En juin 2009, la Cour constitutionnelle a saisi la Cour de justice de l'Union européenne d'une demande de décision préjudicielle portant sur la validité de l'article 5, 2., de la directive 2004/113 du Conseil du 13 décembre 2004, mettant en oeuvre le principe de l'égalité de traitement entre les femmes et les hommes dans l'accès à des biens et services et la fourniture de biens et services (JOUE L 373, p. 37). C'est, en effet, sur le fondement de cette disposition, qui laissait aux Etats membres jusqu'au 21 décembre 2007 pour décider d'autoriser les assureurs à maintenir “des différences proportionnelles en matière de primes et de prestations pour les assurés lorsque le sexe est un facteur déterminant dans l'évaluation des risques, sur la base de données actuarielles et statistiques pertinentes et précises”, que fut adoptée, in extremis, la modification de l'article 10 de la loi du 10 mai 2007.
Dans un arrêt du 1er mars 2011, la Cour de justice, se ralliant à la solution préconisée par Mme l'avocat général Kokott dans ses conclusions du 30 septembre 2010, a invalidé l'article 5, 2., de la directive 2004/113.
Faisant observer que, aux termes de l'article 5, 1., de cette directive, le législateur de l'Union a entendu consacrer, au titre de l'objectif général d'égalité de traitement des sexes poursuivi par ladite directive, la règle des primes et des prestations unisexes en assurance tout en prévoyant une période transitoire jusqu'au 21 décembre 2007, la Cour a, en substance, considéré que ce législateur ne pouvait pas, dans le même temps, autoriser les Etats membres, à l'article 5, 2., de la directive, à tolérer des différences fondées sur le sexe en matière de primes et de prestations d'assurance, sans limitation dans le temps, et ce, au risque que cette dérogation à l'égalité de traitement soit indéfiniment permise par le droit de l'Union.
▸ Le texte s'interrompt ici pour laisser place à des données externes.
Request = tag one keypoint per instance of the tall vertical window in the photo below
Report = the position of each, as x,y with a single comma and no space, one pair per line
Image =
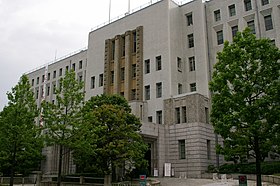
100,80
251,25
217,15
192,63
147,66
147,92
184,114
234,31
182,149
191,40
247,5
158,63
193,87
220,37
268,22
158,90
92,82
231,10
189,19
159,117
177,115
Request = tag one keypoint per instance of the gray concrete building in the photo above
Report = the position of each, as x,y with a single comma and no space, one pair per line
160,58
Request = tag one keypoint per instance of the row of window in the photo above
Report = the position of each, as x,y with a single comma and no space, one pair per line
232,9
54,74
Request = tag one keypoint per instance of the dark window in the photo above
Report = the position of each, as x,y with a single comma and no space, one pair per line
182,149
217,15
191,40
231,10
158,63
220,37
268,22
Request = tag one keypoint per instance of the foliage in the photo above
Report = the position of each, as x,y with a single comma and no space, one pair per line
20,141
245,102
110,135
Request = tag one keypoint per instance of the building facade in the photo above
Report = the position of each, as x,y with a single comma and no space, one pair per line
160,59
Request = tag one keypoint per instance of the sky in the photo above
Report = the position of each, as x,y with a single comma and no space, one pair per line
35,32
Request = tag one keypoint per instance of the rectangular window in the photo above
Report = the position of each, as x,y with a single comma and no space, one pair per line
182,149
159,117
177,115
179,64
265,2
158,90
234,31
158,63
100,80
217,15
192,63
81,64
247,5
268,22
231,10
220,37
147,66
193,87
191,40
147,92
184,114
189,19
251,25
180,88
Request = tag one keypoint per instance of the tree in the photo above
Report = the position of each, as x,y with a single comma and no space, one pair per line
110,135
245,101
20,140
62,117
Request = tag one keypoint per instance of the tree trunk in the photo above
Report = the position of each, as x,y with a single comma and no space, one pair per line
59,165
258,162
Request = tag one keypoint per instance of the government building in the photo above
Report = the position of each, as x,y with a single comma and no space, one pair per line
161,58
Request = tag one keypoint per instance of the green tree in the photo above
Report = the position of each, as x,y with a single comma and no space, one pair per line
245,101
20,141
110,136
62,117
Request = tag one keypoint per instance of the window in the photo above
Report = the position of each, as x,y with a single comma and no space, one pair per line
133,71
192,63
220,37
177,115
158,90
182,149
234,31
147,92
268,22
100,80
179,64
247,5
184,114
251,25
180,88
147,66
81,64
208,149
231,10
189,19
193,87
191,40
265,2
122,74
158,63
159,117
217,15
60,72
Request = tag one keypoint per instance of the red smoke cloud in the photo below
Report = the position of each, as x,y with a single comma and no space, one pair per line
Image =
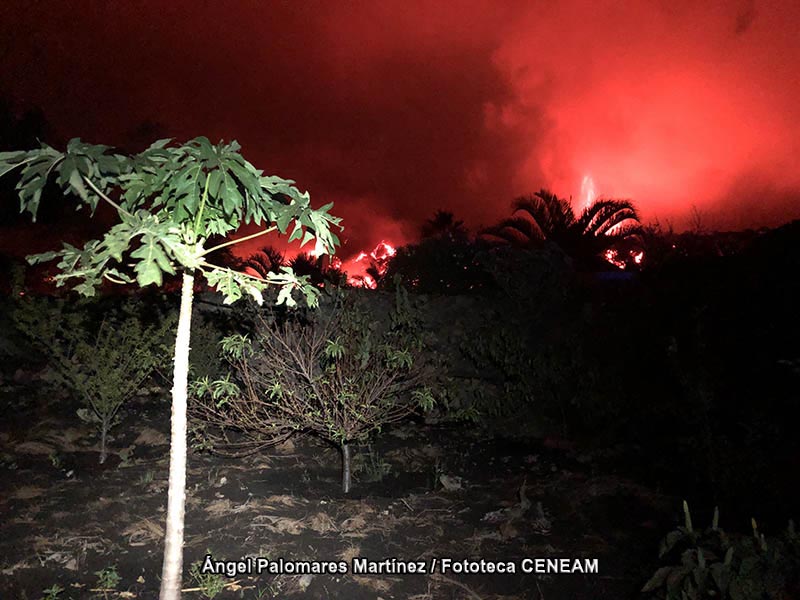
393,110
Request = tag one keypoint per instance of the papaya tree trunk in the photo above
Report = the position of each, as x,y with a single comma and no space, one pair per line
104,426
346,478
173,543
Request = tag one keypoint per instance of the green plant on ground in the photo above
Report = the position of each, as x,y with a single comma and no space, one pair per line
171,201
210,584
53,592
708,563
108,578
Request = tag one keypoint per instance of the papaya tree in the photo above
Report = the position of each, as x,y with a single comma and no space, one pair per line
171,200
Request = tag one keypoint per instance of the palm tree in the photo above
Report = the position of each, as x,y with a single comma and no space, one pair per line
544,217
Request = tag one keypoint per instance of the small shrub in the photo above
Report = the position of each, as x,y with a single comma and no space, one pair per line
340,375
210,584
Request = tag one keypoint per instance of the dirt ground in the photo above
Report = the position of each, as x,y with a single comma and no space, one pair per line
421,492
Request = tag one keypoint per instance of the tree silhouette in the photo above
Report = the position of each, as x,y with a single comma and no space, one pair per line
544,217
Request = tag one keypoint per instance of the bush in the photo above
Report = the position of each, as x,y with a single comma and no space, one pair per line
100,354
709,563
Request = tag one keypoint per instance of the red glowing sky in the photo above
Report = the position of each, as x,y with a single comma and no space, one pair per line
394,109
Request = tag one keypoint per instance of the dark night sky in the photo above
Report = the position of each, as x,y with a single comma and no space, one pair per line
393,109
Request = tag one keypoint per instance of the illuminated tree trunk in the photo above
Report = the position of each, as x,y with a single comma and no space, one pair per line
346,478
173,543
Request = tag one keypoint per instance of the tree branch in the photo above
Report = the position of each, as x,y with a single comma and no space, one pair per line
239,240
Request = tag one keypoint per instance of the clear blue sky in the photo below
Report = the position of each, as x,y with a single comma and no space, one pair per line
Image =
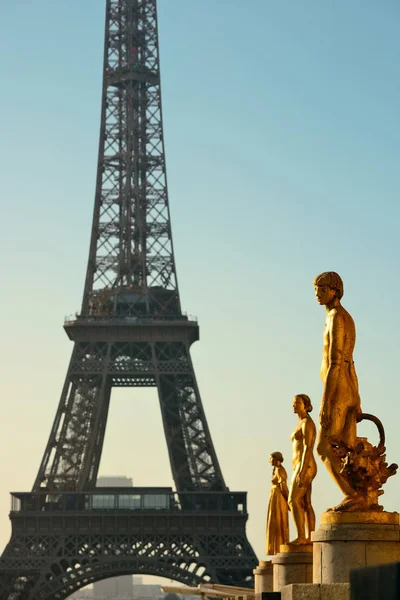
282,138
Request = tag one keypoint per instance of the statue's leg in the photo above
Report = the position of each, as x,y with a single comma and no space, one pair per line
296,503
309,511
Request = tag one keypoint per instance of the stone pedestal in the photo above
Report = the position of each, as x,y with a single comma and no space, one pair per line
293,564
333,591
346,541
262,578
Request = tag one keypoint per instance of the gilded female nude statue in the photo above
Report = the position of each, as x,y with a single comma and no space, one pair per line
277,518
304,470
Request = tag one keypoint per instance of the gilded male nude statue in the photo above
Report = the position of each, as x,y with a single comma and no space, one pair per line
340,405
359,468
304,470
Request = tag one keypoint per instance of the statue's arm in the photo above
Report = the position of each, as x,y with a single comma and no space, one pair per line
335,358
282,477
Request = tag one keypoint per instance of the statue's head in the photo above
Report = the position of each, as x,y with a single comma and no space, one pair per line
301,403
328,286
275,458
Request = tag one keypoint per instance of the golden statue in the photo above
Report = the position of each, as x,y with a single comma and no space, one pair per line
358,468
277,518
304,470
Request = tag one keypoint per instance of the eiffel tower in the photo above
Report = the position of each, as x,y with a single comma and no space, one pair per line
131,331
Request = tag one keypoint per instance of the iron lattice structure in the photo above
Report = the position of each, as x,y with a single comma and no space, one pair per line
130,332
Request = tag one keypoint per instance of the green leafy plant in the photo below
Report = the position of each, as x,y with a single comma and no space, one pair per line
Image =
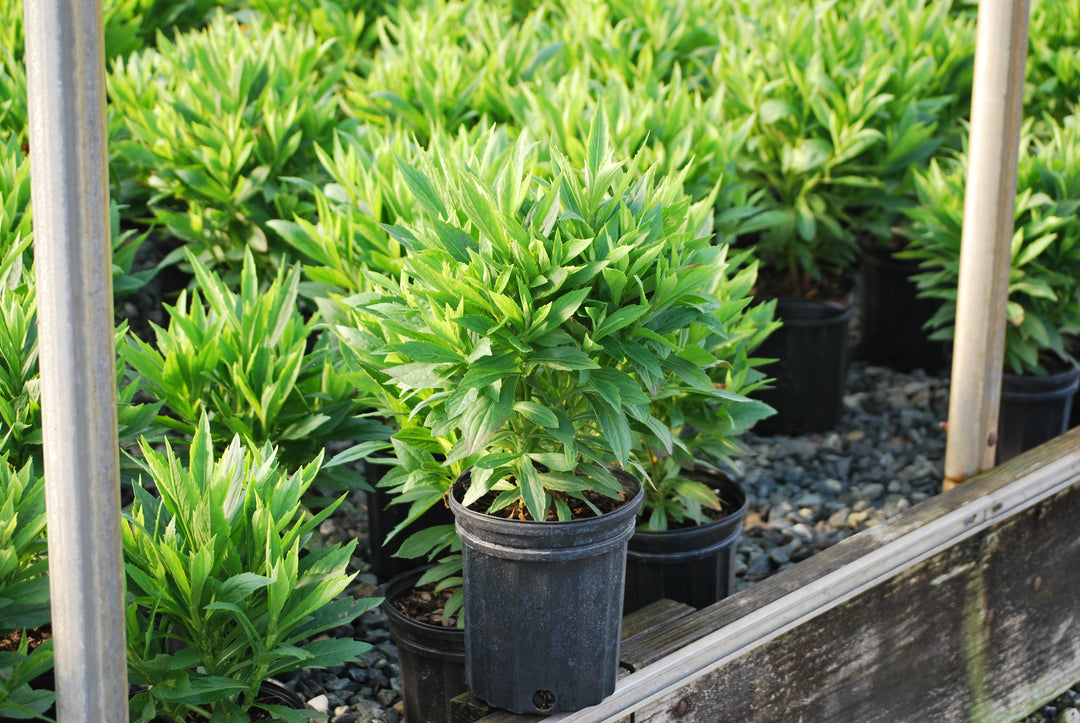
224,585
348,233
703,429
445,66
1053,63
818,91
24,592
211,123
931,57
254,366
13,118
1043,307
542,313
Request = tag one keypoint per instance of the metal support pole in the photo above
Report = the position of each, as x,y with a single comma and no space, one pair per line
989,200
65,58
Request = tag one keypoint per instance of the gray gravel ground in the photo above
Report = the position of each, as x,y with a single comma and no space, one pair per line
806,493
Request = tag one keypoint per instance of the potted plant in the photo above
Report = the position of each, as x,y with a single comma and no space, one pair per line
225,589
684,547
544,307
817,89
1043,309
930,90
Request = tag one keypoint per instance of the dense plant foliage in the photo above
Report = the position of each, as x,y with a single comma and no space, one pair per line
225,586
24,591
488,251
1043,308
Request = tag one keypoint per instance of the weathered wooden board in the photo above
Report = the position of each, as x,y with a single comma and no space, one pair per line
966,607
985,630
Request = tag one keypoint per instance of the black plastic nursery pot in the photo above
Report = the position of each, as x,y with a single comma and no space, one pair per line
693,565
543,604
811,349
1034,410
431,658
892,316
382,518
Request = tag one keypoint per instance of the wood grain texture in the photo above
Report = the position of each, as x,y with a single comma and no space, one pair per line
982,624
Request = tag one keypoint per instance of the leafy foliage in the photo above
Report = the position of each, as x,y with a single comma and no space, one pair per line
542,313
220,593
348,233
212,123
1053,61
702,429
252,364
24,590
1043,308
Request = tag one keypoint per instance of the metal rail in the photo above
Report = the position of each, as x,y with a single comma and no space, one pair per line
65,64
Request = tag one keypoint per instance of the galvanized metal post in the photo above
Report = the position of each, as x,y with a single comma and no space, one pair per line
989,200
65,62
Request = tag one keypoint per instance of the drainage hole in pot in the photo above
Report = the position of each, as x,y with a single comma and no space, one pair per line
543,699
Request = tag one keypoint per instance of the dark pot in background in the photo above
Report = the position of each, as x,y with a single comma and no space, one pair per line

Elle en a conclu que l'article 5, 2., de la directive 2004/113 est contraire à la réalisation de l'objectif d'égalité poursuivi par cette directive et incompatible avec les articles 21 et 23 de la charte des droits fondamentaux relatifs à l'égalité entre les femmes et les hommes ainsi qu'à l'interdiction des discriminations fondées sur le sexe.
L'invalidation de cette disposition a cependant été tenue en suspens jusqu'à l'expiration d'une 'période de transition adéquate', à savoir le 21 décembre 2012 (date à laquelle les Etats membres auraient été tenus, en vertu de la disposition invalidée, de réexaminer leur décision prise au titre de celle-ci).
Cet important arrêt, qui soulève de nombreuses questions, dont celle, d'un intérêt pratique évident pour les professionnels de l'assurance vie, des effets de cette invalidation sur les contrats en cours, fera l'objet d'un commentaire approfondi dans un prochain numéro de cette revue.